|ALI, M - University Of Missouri System|
Submitted to: Meeting Abstract
Publication Type: Abstract Only
Publication Acceptance Date: 1/28/2020
Publication Date: 2/10/2020
Citation: Huggins, T.D., McClung, A.M., Edwards, J., Jia, M.H., Bockelman, H.E., Ali, M.L., Eizenga, G.C. 2020. Efficient accession management and characterization of the USDA-ARS rice germplasm collection through phenotyping and genotyping. Meeting Abstract.

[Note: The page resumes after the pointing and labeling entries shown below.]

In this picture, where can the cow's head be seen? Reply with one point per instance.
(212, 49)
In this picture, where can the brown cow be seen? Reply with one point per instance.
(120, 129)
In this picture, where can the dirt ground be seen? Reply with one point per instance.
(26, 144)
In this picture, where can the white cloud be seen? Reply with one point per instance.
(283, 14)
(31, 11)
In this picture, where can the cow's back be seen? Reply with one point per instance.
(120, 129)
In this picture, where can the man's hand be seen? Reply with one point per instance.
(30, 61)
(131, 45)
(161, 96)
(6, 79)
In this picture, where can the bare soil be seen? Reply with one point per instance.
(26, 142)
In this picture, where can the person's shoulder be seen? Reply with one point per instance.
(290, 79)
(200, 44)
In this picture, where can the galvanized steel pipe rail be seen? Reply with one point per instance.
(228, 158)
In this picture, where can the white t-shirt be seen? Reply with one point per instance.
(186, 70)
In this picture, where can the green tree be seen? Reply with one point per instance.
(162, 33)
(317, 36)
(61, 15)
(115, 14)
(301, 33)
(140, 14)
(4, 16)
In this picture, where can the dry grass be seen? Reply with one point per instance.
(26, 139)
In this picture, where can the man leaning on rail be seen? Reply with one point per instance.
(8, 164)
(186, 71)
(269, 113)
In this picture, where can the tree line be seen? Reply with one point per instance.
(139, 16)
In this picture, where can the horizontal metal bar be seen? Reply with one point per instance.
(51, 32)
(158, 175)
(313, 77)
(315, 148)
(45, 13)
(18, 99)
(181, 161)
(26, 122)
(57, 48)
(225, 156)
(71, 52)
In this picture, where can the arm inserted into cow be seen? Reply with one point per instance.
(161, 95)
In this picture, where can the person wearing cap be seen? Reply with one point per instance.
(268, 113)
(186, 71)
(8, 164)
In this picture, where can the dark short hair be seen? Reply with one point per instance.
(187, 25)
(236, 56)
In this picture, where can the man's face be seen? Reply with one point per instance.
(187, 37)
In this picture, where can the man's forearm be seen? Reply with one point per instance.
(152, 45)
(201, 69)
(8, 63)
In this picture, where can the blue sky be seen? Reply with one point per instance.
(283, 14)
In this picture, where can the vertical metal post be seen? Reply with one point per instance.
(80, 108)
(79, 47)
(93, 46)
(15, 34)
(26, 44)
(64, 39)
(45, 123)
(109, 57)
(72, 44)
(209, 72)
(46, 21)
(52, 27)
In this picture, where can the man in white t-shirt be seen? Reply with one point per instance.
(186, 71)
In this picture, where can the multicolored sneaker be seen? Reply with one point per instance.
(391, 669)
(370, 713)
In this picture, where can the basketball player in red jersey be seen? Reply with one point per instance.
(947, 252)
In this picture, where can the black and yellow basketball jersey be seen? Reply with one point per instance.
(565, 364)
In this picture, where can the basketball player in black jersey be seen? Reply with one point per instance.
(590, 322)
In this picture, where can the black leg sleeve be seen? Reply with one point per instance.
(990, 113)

Technical Abstract: Genebanks are an important source of genetic diversity for food crops world-wide and offer valuable information that can be used by plant breeders to improve agricultural productivity and nutritional quality. Collections of major crop species maintained by genebanks often have over 10,000 accessions, thus there is the potential to generate “big data” that captures a wide range of genotypic and phenotypic diversity across all accessions. There will be abundant opportunities for artificial intelligence (AI) to enable high-throughput phenotyping and mining of the collections for novel genetic diversity. The USDA-ARS National Small Grains Collection (NSGC) currently maintains over 19,000 accessions of cultivated Asian rice (Oryza sativa L.), 193 African cultivated rice (O. glaberrima Steud.) and 54 Oryza wild species. In this study, subsets of the rice collection were genotyped and phenotyped to better characterize the accessions and to evaluate redundancy. We phenotyped a random set of 1,993 Rice-NSGC accessions, for two phenological traits, plant height, 13 morphological traits, six grain quality traits, four production traits, resistance to three diseases, and two stress-related traits and genotyped these accessions with 11 fingerprint markers (FPM), one subspecies marker, and 14 trait specific markers (TSM). The TSM were used to validate phenotypic data for fragrance, pericarp color, blast disease resistance, leaf and hull pubescence, apparent amylose content, starch pasting properties and gelatinization temperature, and plant height. The markers classified accessions by species, subspecies, subpopulation, bran color, aroma, and in some cases by variety. Even with the limited number of markers, the genotyping was adequate for differentiating varieties and predicting phenotypes. Some traits such as plant height, yield, disease detection, and stress detection have been adapted to AI across species. Continued efforts to genotype more accessions with additional trait specific markers will help breeders select valuable germplasm from the NSGC for use in variety development.